Shopify soared during the Covid-19 pandemic when millions found themselves in lockdown, but still keen to spend money with the many thousands of established and pop-up businesses that rushed to meet this eCommerce need. Investment of US$2bn in its fulfilment network is a mark of where it sees its future going. The company also spent US$2.1bn on acquiring eCommerce fulfilment startup, Deliverr, in July 2022.

Retail tech companies: Wanzl

A dark store is a retail outlet or distribution centre that exists exclusively for online shopping. and is an increasingly integral part of omnichannel retail. How do customers find the product they want? Through companies such as Wanzl, whose three are spread across retail and logistics: a goods warehouse serves as the anchor point, and Wanzl offers everything needed from goods receipt and order picking to outgoing goods.
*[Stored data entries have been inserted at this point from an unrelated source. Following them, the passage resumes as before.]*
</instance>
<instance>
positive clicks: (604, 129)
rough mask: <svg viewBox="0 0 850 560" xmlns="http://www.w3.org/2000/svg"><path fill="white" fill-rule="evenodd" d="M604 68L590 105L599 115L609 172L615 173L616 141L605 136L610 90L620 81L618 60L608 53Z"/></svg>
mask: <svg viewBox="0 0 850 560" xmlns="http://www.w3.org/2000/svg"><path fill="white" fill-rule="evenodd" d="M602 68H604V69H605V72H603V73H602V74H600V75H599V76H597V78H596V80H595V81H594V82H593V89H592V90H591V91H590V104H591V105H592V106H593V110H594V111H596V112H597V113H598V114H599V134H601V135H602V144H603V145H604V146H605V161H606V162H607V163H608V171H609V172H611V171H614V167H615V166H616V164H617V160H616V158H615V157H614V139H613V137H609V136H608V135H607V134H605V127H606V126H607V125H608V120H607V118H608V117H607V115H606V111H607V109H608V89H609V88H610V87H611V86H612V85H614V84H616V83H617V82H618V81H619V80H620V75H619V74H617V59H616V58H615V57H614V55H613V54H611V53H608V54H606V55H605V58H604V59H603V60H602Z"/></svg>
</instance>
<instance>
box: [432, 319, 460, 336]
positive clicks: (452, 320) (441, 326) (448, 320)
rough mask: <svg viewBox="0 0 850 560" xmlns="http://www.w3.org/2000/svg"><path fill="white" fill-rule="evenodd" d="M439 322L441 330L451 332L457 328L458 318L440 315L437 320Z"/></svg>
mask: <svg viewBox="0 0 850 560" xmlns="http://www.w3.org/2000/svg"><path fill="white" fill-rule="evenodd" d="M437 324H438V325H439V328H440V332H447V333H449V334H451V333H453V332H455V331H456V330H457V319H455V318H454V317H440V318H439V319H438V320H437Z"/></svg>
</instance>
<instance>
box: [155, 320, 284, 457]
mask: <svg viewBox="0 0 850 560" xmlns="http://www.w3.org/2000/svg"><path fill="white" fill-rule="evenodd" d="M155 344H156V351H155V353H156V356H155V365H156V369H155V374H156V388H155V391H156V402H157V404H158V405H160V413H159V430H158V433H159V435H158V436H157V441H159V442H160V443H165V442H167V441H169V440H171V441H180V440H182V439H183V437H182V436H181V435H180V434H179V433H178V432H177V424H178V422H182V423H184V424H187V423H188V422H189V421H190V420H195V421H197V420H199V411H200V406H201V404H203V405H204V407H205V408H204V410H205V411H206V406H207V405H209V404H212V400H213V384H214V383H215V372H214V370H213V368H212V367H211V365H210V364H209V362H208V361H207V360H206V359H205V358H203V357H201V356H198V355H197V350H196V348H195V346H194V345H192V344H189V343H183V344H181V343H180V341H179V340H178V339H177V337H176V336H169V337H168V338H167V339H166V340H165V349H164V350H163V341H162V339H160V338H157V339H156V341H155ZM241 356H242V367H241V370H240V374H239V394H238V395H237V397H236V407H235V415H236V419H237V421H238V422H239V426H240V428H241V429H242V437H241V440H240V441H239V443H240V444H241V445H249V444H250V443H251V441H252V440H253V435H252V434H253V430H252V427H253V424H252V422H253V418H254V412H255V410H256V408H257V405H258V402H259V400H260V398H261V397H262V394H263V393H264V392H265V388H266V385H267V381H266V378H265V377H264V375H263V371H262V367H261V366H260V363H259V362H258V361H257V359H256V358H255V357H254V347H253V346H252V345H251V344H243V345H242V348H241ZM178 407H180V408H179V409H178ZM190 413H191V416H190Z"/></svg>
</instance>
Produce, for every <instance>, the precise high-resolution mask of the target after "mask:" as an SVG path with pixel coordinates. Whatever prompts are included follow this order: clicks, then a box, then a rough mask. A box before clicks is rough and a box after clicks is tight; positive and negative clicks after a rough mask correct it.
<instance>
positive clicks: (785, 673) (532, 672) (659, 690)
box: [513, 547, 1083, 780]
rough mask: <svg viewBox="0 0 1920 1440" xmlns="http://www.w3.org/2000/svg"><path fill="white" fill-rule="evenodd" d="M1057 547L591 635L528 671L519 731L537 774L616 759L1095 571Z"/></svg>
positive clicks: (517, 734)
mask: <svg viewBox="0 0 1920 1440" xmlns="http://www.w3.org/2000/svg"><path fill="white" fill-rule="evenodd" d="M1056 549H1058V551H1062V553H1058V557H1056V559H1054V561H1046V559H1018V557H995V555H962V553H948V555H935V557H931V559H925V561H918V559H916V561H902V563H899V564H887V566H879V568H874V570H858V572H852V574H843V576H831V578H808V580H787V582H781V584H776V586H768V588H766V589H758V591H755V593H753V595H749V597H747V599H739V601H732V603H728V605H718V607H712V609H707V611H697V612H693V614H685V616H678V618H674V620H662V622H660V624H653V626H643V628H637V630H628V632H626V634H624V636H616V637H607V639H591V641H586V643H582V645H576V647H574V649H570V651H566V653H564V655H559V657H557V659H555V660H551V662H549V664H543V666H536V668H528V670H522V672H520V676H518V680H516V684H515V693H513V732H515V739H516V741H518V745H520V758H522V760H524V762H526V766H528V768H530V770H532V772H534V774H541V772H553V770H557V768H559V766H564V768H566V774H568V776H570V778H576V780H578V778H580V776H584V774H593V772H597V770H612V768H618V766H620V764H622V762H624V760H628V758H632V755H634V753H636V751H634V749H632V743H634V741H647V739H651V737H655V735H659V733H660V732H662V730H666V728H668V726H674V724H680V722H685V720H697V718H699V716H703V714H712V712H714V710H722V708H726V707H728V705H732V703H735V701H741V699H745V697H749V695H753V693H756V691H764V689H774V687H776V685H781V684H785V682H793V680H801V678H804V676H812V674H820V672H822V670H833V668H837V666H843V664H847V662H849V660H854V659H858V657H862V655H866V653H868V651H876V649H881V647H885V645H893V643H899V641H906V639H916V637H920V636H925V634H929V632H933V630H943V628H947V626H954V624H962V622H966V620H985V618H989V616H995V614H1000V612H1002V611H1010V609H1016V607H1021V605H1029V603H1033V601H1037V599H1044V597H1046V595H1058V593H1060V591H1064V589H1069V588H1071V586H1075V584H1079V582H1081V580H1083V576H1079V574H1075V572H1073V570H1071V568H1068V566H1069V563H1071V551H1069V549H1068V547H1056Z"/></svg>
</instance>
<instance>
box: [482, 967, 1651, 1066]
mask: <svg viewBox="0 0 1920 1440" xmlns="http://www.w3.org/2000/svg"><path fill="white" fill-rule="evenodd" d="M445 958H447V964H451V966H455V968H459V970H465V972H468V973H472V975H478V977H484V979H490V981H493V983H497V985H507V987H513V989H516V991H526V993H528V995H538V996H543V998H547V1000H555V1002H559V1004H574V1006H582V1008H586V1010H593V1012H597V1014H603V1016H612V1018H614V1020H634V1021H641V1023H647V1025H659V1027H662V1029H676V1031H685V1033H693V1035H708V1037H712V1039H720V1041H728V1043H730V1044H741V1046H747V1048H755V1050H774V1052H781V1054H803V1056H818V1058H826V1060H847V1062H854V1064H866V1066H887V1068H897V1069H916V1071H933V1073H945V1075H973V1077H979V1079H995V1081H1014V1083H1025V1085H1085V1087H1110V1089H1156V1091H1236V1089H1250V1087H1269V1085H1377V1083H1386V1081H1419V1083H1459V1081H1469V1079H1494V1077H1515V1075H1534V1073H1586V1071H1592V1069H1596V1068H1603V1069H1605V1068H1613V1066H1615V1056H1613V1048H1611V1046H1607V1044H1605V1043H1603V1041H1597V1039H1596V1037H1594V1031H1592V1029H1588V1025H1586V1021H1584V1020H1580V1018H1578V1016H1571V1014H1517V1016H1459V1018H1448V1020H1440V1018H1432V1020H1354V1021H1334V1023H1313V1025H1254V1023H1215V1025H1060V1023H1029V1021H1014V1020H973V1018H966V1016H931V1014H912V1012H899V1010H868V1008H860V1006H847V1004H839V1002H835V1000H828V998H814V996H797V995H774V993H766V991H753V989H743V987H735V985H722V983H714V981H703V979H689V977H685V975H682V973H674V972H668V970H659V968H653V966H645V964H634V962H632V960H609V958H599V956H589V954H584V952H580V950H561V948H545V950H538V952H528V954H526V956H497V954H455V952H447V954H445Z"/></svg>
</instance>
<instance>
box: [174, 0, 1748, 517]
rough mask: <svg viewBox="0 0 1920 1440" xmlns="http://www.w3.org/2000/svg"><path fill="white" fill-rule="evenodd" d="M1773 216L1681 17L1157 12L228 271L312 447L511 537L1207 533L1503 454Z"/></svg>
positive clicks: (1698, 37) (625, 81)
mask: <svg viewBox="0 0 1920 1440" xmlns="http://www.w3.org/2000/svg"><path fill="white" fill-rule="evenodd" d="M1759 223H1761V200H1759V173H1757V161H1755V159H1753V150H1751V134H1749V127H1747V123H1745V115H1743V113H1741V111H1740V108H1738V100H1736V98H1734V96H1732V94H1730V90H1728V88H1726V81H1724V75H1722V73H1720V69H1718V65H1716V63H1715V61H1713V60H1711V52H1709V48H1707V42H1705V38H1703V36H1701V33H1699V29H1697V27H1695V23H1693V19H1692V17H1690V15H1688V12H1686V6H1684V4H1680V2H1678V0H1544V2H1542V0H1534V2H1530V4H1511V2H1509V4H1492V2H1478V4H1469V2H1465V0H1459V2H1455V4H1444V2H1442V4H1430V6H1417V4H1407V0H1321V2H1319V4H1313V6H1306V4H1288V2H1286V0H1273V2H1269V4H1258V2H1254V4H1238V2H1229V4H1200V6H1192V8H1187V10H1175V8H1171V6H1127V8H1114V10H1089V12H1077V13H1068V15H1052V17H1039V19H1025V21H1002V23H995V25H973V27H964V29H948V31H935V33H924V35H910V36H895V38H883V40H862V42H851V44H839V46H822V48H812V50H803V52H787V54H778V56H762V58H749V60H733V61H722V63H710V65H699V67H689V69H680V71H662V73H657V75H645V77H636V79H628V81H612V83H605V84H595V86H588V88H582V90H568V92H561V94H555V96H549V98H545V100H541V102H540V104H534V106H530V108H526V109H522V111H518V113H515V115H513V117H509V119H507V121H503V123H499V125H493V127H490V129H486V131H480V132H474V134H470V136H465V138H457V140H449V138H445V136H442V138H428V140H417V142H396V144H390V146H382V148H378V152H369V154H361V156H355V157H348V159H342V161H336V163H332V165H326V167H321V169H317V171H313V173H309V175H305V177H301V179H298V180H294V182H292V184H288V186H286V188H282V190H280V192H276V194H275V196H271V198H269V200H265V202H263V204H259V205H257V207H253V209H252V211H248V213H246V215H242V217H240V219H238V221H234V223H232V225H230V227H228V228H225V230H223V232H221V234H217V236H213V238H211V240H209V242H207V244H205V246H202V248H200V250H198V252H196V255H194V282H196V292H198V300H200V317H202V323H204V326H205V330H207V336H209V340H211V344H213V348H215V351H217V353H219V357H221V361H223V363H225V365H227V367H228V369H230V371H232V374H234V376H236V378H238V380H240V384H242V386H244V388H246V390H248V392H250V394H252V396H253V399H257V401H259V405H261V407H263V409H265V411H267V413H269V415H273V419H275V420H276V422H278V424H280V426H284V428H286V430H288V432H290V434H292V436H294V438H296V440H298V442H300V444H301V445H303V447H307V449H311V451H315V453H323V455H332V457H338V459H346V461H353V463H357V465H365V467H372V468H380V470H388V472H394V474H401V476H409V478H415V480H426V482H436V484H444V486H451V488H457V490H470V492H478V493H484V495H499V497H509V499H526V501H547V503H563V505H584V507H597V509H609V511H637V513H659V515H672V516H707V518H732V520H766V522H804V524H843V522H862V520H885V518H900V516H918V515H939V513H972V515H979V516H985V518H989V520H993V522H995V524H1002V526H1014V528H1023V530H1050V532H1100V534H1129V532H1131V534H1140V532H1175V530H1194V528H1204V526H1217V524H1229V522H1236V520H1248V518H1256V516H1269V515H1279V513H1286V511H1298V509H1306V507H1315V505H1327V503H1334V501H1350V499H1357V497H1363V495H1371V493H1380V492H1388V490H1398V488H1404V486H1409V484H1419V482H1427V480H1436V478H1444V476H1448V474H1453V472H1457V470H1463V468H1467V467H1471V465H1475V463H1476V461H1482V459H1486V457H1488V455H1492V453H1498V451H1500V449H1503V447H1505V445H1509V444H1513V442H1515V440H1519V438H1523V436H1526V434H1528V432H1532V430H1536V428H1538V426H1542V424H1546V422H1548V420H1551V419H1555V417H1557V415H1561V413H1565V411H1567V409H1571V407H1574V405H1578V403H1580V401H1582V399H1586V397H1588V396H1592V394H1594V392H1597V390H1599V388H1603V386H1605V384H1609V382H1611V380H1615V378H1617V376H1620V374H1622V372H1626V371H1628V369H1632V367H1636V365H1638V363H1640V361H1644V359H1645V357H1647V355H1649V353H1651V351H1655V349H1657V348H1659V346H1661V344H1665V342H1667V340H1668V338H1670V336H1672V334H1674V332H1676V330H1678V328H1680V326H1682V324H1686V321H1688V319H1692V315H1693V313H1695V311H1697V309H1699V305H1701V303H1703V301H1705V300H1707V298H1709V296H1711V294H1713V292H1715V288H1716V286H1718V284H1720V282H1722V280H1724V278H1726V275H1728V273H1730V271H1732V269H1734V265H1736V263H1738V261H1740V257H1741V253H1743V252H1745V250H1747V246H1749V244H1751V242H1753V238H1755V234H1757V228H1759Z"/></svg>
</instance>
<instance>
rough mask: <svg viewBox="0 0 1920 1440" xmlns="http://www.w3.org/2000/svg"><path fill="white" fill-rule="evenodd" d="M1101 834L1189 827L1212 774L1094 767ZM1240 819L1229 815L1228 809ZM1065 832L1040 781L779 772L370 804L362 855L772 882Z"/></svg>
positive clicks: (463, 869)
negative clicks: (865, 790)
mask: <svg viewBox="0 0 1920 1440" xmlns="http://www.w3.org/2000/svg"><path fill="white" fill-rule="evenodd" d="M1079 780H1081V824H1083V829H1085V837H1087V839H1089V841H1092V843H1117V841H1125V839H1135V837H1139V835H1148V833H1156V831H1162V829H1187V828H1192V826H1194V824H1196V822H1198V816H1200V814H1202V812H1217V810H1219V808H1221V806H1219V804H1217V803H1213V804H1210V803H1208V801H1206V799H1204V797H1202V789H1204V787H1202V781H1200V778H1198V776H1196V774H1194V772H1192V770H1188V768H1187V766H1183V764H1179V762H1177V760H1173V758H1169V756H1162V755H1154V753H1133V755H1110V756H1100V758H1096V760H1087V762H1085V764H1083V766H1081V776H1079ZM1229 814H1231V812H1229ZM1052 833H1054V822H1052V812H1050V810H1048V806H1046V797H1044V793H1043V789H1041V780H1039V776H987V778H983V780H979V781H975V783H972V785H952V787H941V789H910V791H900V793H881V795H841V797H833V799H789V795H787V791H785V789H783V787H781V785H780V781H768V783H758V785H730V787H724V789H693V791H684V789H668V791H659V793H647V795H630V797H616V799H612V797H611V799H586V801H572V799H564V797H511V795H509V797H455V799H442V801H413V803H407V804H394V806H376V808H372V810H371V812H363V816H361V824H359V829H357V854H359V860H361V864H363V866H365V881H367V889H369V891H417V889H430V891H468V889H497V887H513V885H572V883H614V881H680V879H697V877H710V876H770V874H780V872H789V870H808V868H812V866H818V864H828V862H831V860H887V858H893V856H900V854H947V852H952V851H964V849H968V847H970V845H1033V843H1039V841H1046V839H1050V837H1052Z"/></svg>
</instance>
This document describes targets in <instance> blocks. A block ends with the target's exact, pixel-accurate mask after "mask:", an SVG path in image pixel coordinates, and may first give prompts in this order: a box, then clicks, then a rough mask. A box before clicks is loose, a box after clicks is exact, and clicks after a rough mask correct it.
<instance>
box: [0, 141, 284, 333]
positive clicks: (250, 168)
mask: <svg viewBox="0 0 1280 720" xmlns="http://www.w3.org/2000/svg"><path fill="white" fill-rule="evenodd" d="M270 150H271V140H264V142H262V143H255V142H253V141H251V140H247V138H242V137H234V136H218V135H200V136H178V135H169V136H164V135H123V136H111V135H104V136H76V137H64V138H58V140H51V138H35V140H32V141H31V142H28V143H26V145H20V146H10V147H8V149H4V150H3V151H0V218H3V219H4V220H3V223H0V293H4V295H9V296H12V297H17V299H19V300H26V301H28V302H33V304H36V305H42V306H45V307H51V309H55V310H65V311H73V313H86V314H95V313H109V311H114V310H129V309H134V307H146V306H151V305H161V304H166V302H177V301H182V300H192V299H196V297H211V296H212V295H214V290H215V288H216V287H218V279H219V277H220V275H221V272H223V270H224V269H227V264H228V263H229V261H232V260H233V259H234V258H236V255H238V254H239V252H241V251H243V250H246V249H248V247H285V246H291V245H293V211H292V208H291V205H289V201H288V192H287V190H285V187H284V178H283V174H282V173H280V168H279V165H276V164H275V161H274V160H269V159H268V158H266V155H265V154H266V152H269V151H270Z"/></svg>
It uses mobile workstations, smart wearable scanners, and AI-based picking trolleys. 

Or, products can be sold directly from the goods warehouse via on-site packaging stations, where customers can pick them up at any time of the day or night using the QR code sent to them. 

Retail tech companies: FORTNA

Retail fulfilment requirements are changing at a rapid pace. Omnichannel consumers expect fast, flexible order fulfilment, anytime, anywhere, adding complexity and additional strain on distribution operations. FORTNA  helps transform omnichannel fulfilment operations to handle increasing requirements for speed, accuracy and flexibility by leveraging a single pool of inventory for the optimal fulfilment location and method. Its solutions locate inventory and fulfil orders from "the most advantageous node in the network", resulting in reduced inventory and working capital, the company says. 

Retail tech companies: ​​​​​​​BigCommerce

BigCommerce emerged from an Australia-based start-up which originally focused on the then-emerging software-as-a-service (SaaS) scene, offering an email marketing platform before heavyweights like MailChimp entered the market.

The company partnered with Amazon in 2016 to provide retailers with the capability to sync inventory and has also navigated US legal routes in order to offer support to retailers of restricted products including CBD and hemp-related lines.